Texture Ops - A basic image processing plugin for Unity [Open Source]

Hi there,

Texture Ops helps you save/load textures and perform simple operations on them, like scale and slice. It also contains an example sliding puzzle project to demonstrate the slice operation.

Features

  • Save textures to files or create textures from image files
  • Resize or slice your textures (uses RenderTexture’s for performance)
  • Supports loading image files in correct orientation on Android & iOS (e.g. images that are taken in portrait mode with the camera)
  • Additional utility functions for Android & iOS
  • Includes sliding puzzle demo scene

Available at: GitHub - yasirkula/UnityTextureOps: A basic image processing plugin for Unity
Discord: yasirkula Unity Assets
GitHub Sponsors :coffee:

Enjoy!

3 Likes

What’s the different between this asset and UnityWebRequestTexture and File.WriteAllByte ?

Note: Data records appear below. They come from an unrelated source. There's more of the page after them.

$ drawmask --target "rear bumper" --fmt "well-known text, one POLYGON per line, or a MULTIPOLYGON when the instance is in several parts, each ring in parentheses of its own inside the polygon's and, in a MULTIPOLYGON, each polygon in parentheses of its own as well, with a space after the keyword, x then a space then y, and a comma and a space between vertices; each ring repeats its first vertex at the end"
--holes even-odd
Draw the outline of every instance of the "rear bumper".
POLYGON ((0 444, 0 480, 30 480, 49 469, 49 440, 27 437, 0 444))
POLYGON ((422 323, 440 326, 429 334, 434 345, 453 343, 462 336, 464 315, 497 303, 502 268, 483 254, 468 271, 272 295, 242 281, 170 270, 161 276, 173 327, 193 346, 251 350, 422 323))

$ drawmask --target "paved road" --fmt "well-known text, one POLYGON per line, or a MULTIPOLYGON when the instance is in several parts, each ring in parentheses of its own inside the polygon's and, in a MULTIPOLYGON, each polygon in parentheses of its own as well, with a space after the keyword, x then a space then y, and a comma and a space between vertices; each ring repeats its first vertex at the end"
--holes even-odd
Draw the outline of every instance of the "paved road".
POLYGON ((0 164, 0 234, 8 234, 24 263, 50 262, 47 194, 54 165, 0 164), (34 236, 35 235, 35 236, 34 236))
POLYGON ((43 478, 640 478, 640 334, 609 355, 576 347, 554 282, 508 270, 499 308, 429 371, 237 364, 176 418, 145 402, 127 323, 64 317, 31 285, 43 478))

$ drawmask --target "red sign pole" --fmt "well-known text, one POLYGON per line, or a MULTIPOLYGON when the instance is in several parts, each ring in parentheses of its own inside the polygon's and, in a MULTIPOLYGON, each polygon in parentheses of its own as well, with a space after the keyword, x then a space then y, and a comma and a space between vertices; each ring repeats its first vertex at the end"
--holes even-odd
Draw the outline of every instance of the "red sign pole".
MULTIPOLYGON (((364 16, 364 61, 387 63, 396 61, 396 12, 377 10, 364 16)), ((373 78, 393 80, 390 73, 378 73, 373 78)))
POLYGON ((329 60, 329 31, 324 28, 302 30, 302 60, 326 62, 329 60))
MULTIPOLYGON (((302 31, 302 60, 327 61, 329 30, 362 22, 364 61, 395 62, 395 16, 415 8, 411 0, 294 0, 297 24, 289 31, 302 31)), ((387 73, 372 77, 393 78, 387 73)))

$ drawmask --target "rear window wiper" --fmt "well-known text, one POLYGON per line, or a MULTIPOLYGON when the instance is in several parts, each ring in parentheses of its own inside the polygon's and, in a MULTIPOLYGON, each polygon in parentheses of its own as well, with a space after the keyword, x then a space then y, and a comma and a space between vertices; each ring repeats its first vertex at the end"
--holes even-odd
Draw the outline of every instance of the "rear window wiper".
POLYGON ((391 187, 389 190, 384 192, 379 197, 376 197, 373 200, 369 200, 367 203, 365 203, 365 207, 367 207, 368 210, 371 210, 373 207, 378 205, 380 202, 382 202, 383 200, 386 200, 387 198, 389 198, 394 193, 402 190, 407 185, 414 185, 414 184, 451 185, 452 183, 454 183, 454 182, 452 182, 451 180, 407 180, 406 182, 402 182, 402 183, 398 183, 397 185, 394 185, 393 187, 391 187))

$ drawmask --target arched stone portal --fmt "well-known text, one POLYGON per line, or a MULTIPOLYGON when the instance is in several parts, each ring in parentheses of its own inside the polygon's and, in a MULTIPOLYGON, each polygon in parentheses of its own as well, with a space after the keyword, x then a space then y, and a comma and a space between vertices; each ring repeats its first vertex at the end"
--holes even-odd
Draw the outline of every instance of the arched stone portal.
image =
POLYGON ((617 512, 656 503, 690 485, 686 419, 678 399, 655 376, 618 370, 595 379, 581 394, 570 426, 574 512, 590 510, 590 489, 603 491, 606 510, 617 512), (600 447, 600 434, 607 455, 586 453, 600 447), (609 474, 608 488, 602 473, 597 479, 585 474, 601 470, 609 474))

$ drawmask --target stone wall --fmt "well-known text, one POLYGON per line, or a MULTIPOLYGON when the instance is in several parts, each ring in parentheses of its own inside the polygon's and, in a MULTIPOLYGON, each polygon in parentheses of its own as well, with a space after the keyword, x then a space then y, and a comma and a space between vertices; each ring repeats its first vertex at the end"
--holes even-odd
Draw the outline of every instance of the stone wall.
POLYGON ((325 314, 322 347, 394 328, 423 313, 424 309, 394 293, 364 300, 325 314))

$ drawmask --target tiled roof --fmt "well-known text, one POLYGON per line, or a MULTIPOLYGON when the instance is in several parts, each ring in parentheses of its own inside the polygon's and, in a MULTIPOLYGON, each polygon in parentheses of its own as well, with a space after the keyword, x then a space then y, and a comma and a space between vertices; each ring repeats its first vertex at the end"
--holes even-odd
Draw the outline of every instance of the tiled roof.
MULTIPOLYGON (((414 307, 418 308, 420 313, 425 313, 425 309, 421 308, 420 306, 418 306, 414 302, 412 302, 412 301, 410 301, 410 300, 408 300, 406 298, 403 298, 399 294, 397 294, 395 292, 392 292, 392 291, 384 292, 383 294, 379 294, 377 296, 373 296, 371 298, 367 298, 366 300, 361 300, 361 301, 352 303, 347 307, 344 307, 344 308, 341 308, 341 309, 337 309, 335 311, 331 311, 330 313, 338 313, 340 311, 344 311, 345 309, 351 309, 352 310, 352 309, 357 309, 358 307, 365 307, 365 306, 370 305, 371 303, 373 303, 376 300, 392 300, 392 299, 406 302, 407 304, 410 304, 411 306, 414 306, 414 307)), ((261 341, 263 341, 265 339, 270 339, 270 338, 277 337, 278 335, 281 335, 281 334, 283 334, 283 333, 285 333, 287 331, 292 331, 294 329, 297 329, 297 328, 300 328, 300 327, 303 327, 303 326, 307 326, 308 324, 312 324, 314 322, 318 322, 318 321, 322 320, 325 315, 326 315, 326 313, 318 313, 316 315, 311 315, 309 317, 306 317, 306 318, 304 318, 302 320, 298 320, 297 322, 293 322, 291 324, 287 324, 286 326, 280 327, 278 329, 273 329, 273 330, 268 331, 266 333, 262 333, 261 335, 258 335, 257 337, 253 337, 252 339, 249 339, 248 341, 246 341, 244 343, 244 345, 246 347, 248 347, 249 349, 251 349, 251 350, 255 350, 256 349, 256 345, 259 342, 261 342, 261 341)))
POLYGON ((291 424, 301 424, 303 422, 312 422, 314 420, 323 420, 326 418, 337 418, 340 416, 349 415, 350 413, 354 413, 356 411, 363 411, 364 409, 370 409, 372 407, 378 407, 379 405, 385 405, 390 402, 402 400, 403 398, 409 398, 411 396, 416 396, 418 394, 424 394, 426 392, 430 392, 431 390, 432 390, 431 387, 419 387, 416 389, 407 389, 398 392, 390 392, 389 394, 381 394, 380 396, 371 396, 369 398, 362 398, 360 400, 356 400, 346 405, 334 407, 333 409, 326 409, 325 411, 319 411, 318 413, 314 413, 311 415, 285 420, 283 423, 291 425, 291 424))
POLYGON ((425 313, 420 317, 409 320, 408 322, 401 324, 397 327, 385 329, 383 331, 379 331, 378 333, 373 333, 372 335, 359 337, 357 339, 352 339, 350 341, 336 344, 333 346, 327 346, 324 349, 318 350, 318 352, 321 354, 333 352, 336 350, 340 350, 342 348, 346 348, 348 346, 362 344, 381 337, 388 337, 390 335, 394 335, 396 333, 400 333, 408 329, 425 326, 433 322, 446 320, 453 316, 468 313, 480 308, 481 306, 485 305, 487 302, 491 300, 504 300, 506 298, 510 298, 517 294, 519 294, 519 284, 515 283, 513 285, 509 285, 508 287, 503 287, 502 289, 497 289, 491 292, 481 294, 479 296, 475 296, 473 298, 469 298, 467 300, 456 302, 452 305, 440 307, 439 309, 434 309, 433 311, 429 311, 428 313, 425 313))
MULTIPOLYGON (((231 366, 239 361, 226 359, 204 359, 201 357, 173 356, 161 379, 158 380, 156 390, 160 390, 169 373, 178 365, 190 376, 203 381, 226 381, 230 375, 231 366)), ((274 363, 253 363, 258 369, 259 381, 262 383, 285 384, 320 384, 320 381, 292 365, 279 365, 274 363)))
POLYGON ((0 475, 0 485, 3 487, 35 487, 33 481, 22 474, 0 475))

  • Saving: it is possible to save Textures that are not marked as readable (i.e. not Read/Write Enabled)
  • Loading: it is possible to pass a maxSize parameter. Resulting image will be downscaled if it is larger than this size. On Android & iOS, this downscaling operation uses native functions so it is very fast on these platforms. Also, on Android & iOS, you can load all image formats that are supported by the OS, so you aren’t limited with PNG and JPEG files
2 Likes

Nice. I’m really interested in the saving nonReadae Texture to jpg. Does it block main thread ? Unity’s EncodeToJPG is super slow so I’m using a hacky method to avoid using it right now.

Saving non-readable textures is actually slower than saving readable textures because the non-readable Texture will have to be copied to a temporary readable Texture using an intermediate RenderTexture.

Does saving from Texture2D to file and loading from file to Texture2D block the main thread at some point?

Yes, the whole operation runs on the main thread. But the good thing is, on Android & iOS native functions are used so all image formats supported by the OS can be loaded. And the maxSize parameter can be very useful to limit the image dimensions, in case the original image was unnecessarily large.